This function is supposed to wait until all pending callbacks have been
executed. This is useful in some contexts where we tear down some
context (like a VNET jail and its associated UMA zones) synchronously,
and we want to make sure that all pending asynchronous callbacks (which
may free objects to said UMA zones) have run first.
The implementation schedules a callback on each CPU and waits for them
all to run. This assumes that, on a given CPU, callbacks are executed
in the order that they are pushed. This assumption depends on the
implementation of epoch_call_task() and ck_epoch_poll_deferred(), and it
is not true in general.
Callbacks are pushed onto a per-CPU stack in LIFO order.
ck_epoch_poll_deferred() first pulls out the callbacks from epoch - 2,
which are always safe to execute, and in so doing reorders them such
that the oldest callback as at the top of the stack, so in this case,
epoch_call_task() will execute them in order. However,
ck_epoch_poll_deferred() may determine that it is safe to execute
callbacks from epoch - 1 (or even from the current epoch if there are
no active readers), and in this case it will push those callbacks onto
the returned stack. This means that epoch_call_task() will invoke those
newer destructors before the older ones, which means that
epoch_drain_callbacks() may return early.

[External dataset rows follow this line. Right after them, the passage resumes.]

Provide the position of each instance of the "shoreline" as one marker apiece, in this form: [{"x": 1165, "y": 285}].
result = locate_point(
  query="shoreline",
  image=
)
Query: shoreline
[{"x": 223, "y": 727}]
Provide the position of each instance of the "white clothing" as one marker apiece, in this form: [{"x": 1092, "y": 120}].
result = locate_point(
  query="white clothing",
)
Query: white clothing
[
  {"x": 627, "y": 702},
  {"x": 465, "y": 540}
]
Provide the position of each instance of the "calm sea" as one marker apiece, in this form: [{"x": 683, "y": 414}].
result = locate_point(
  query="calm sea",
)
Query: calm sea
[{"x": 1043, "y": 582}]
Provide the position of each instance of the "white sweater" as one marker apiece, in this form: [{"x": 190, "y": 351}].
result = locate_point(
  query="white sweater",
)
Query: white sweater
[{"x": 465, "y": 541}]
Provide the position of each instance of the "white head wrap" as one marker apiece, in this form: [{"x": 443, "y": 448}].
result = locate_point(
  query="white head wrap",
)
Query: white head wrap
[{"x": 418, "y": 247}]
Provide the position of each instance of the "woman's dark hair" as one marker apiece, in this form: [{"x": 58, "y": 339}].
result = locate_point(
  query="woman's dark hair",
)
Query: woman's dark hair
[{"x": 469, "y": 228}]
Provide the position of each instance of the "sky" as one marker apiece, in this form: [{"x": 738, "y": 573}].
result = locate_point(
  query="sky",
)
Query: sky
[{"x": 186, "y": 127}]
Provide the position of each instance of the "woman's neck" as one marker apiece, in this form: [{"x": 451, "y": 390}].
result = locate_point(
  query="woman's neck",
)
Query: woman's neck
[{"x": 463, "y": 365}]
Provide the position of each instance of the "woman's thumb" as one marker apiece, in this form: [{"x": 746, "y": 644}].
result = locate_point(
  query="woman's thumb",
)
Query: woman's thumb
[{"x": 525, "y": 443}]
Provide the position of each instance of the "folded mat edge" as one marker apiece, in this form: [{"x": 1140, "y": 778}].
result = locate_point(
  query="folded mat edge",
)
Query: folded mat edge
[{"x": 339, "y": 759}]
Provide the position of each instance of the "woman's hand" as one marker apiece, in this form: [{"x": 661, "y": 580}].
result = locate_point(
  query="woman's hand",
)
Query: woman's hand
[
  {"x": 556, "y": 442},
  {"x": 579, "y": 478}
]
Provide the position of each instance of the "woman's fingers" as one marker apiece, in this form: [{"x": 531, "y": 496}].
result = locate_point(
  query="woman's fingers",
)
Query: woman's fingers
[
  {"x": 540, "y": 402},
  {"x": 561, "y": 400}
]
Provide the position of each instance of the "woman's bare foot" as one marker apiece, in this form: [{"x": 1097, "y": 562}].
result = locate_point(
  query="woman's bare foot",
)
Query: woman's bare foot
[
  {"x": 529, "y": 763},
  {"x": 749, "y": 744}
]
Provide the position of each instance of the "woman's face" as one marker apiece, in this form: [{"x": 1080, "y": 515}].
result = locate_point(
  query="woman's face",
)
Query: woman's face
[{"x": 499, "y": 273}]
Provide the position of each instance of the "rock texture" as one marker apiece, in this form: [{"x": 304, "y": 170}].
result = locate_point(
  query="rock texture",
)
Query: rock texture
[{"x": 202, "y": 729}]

Fix the correctness problem by simply doing all of this twice: once the
first callback is invoked, we know that all of the callbacks that were
pending at the time that epoch_drain_callbacks() was called are
scheduled to be executed, so when the second callback is executed we
know that they must be finished.
I note that in an ideal world, this function would not exist, and all of
the teardown would happen asynchronously, rather than the current
mismash of synchronous and asynchronous cleanup.